Like American Beauty, Donnie Darko was an adolescent favorite of my generation that, looking back, was actually caught up in the same moralizing melodrama it was trying to critique.
The liberal backlash against the conservative 1980s was bound to become its own moral majority and produce the conservative counterculture of the current era. the liberals have became the moralizing majority in the last couple decades. This coincides with them ceasing to make good comedy–i.e. the downfall of SNL.
There are funny conservatives now though. When I was growing up it was conservatives that were tone deaf and overly sincere and therefore easy to ridicule. It is strange how that flipped.

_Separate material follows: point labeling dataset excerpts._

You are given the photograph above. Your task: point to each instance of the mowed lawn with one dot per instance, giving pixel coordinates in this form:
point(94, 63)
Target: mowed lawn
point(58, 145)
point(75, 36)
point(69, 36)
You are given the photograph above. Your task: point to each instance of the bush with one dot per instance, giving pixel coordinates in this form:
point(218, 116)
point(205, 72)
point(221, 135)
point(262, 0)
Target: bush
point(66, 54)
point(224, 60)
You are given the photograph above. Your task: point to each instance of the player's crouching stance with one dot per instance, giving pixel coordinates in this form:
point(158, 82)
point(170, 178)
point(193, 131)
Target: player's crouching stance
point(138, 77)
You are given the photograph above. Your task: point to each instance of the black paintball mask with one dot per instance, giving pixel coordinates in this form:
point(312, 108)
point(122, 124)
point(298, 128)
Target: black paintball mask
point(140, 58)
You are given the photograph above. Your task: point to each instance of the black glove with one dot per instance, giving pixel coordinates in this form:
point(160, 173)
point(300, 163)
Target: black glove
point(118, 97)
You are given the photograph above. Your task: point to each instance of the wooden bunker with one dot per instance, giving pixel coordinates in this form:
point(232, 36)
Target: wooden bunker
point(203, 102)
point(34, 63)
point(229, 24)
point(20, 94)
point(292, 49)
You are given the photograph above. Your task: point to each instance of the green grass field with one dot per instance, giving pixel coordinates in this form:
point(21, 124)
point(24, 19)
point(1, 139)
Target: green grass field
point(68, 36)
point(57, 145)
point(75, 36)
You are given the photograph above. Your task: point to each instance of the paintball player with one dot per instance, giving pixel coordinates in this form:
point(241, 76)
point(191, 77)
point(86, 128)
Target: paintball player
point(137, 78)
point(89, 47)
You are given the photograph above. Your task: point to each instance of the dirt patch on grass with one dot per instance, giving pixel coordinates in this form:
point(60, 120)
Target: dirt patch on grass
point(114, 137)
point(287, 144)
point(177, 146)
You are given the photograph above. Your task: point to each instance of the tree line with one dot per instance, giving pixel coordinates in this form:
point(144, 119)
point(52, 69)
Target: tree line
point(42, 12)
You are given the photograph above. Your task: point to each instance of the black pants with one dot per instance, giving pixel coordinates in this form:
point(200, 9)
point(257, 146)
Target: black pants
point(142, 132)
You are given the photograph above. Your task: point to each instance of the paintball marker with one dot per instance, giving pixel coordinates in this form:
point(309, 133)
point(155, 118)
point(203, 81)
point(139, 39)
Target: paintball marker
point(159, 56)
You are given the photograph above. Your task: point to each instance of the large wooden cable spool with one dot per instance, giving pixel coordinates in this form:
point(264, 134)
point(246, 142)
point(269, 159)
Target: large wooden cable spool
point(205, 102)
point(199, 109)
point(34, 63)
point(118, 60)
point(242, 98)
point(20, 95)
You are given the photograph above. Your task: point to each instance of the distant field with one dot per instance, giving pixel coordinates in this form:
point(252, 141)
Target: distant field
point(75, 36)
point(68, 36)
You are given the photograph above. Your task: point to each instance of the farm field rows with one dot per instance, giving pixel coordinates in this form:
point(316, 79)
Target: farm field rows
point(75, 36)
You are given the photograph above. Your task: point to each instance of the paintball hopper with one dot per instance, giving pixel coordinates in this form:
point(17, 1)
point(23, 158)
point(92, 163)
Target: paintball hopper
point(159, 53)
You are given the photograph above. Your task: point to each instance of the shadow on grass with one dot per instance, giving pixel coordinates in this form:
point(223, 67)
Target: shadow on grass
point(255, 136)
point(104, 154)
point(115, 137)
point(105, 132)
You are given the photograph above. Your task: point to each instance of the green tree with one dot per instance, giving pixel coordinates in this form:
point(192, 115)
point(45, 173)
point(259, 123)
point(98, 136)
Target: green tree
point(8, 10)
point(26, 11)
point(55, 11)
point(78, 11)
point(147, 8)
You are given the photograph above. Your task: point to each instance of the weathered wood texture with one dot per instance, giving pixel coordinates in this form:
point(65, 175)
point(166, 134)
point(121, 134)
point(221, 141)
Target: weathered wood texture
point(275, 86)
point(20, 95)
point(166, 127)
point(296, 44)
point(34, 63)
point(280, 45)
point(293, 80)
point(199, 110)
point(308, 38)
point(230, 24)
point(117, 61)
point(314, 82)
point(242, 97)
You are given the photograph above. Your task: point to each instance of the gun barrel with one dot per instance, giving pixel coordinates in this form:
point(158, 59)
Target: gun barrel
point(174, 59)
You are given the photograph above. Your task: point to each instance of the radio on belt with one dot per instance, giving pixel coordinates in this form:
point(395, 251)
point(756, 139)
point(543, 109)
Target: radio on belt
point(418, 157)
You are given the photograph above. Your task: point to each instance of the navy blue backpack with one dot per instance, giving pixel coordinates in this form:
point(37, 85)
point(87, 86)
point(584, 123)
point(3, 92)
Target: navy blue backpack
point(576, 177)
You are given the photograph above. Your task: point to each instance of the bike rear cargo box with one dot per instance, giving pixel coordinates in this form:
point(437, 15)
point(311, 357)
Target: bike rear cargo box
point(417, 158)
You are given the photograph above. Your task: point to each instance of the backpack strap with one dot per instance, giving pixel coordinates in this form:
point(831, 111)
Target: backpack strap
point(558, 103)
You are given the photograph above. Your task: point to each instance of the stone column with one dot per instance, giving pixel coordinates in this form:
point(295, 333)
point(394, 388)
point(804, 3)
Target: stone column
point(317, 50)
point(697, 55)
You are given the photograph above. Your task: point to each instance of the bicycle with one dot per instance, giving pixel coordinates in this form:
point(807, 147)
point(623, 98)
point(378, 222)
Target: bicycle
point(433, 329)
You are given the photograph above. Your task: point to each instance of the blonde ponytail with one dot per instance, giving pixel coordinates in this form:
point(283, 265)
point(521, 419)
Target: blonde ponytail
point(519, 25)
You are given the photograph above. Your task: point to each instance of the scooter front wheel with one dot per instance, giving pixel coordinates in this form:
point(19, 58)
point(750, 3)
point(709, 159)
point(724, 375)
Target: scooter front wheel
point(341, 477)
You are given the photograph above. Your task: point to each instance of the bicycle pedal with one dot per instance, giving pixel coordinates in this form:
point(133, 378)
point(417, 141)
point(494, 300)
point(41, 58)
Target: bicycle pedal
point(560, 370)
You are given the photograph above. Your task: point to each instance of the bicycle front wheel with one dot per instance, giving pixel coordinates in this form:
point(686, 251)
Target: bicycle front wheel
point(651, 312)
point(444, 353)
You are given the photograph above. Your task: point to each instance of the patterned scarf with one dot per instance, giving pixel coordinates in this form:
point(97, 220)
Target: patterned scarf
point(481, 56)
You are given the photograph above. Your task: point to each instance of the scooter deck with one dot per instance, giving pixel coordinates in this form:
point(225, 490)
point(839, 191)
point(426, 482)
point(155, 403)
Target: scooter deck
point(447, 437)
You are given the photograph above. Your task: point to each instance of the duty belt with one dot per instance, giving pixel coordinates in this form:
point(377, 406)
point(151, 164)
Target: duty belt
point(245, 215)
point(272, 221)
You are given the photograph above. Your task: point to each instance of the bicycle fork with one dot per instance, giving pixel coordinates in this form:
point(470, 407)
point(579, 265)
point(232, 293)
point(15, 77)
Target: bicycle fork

The shame is that the liberals still run hollywood and so the quality of the writing has really gone down hill in dramatic film as well recently, especially as they feel the need to moralize everything. Two of the most ambitious films the past year were about architecture and the nature of the artistic genius’s role in society, “Megalopolis”, and “The Brutalist”.
Though they are both beautiful films to look at and I have mad respect for Coppola for what he was trying to do, the blatant political preaching really ruined both, especially “the brutalist”, where the message wasn’t even a cheesy triumph of beauty over suffering like in “Megalopolis”, but a celebration of the suffering artist externalizing his pain as a heroic victim. At least that was my take (I hate brutalist architecture).
In any case, we need to be able to both laugh and cry, empathize with suffering and lovingly ridicule weakness. But in the liberal moral universe, tragedy and comedy are impossible and increasingly only the melodrama of not only heroes and victims but only heroic victims remains.